In both cases, it’s true. Higher taxes will drive some New Yorkers to Florida! That’s why the state government has to research the impact of a tax increase and set the brackets at a point where the amount they bring in, after subtracting lost revenue from people who move away, is maximized. A sensible tax increase won’t drive many New Yorkers to Florida, and it’ll make up for the few who do leave.

In this case, studios will need to do the same calculation with the cost to package and release server software / the income they’ll lose from going to a subscription model.

'Some' is a meaningless non-metric. Some people do anything.

Actual studies [1] show that the rich are not moving in response to wealth taxes, and in fact when they do move, it's almost never due to taxes.

> As we get more data on the post-pandemic period, we increase our knowledge of the major upheavals that took place in New York between 2020 and 2022. Despite the state suffering a deep recession and massive out-migration during the pandemic, data show that New York’s tax base remains resilient. When taxes on millionaire earners were raised in 2021, tax revenue to the state increased by an estimated $3.6 billion and there was no detectable increase in high earner out-migration.

1: https://fiscalpolicy.org/wp-content/uploads/2025/10/20251009...

I’m not sure why you’re trying to argue against the idea that people tend to gravitate toward the cheapest option.
Because they don't?

Do you eat at the cheapest restaurant every day? Do you think that every Michelin Star restaurant immediately fails and shutters? Do you think everyone buys the $80 prepaid flip phones, and no one actually buys the $700+ iPhones?

Most people don't gravitate towards the cheapest option (in fact, many people find the cheapest option automatically suspect and won't buy it), but rather want a balance of affordable and desirable. No one living in NYC is doing it because they're gravitating towards the cheapest option in the first place, they're there because it has a high level of desirability comparative to its cost, even as expensive as it is.

Your example about New York and Florida is a terrible one because it’s true statement. Why would you use that example? Are you saying it’s not true (demonstrably true with residential data)? Or are you saying it’s happening but not to the extent that the fear-mongerers express it?
You're wrong. There is no wealth-tax based mass migration of the wealthy from NYC to Florida.

1) https://fiscalpolicy.org/wp-content/uploads/2025/10/20251009...

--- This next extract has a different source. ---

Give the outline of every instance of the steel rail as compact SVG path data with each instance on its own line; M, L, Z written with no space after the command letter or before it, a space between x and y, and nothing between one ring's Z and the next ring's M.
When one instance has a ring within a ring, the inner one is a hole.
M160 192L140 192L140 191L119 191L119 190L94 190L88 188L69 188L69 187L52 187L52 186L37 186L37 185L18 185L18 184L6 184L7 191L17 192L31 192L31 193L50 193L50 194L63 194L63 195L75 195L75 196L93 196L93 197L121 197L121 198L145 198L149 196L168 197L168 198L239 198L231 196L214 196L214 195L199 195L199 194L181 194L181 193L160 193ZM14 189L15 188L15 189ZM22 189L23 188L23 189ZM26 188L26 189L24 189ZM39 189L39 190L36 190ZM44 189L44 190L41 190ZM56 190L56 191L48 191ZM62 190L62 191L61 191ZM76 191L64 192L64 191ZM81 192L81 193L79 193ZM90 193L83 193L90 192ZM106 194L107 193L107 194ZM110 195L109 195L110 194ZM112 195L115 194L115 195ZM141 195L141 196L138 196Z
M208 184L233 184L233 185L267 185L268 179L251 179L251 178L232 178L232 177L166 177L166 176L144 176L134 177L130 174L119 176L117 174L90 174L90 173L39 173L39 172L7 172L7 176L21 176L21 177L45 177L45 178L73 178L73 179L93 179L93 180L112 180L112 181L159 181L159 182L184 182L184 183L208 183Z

> As we get more data on the post-pandemic period, we increase our knowledge of the major upheavals that took place in New York between 2020 and 2022. Despite the state suffering a deep recession and massive out-migration during the pandemic, data show that New York’s tax base remains resilient. When taxes on millionaire earners were raised in 2021, tax revenue to the state increased by an estimated $3.6 billion and there was no detectable increase in high earner out-migration.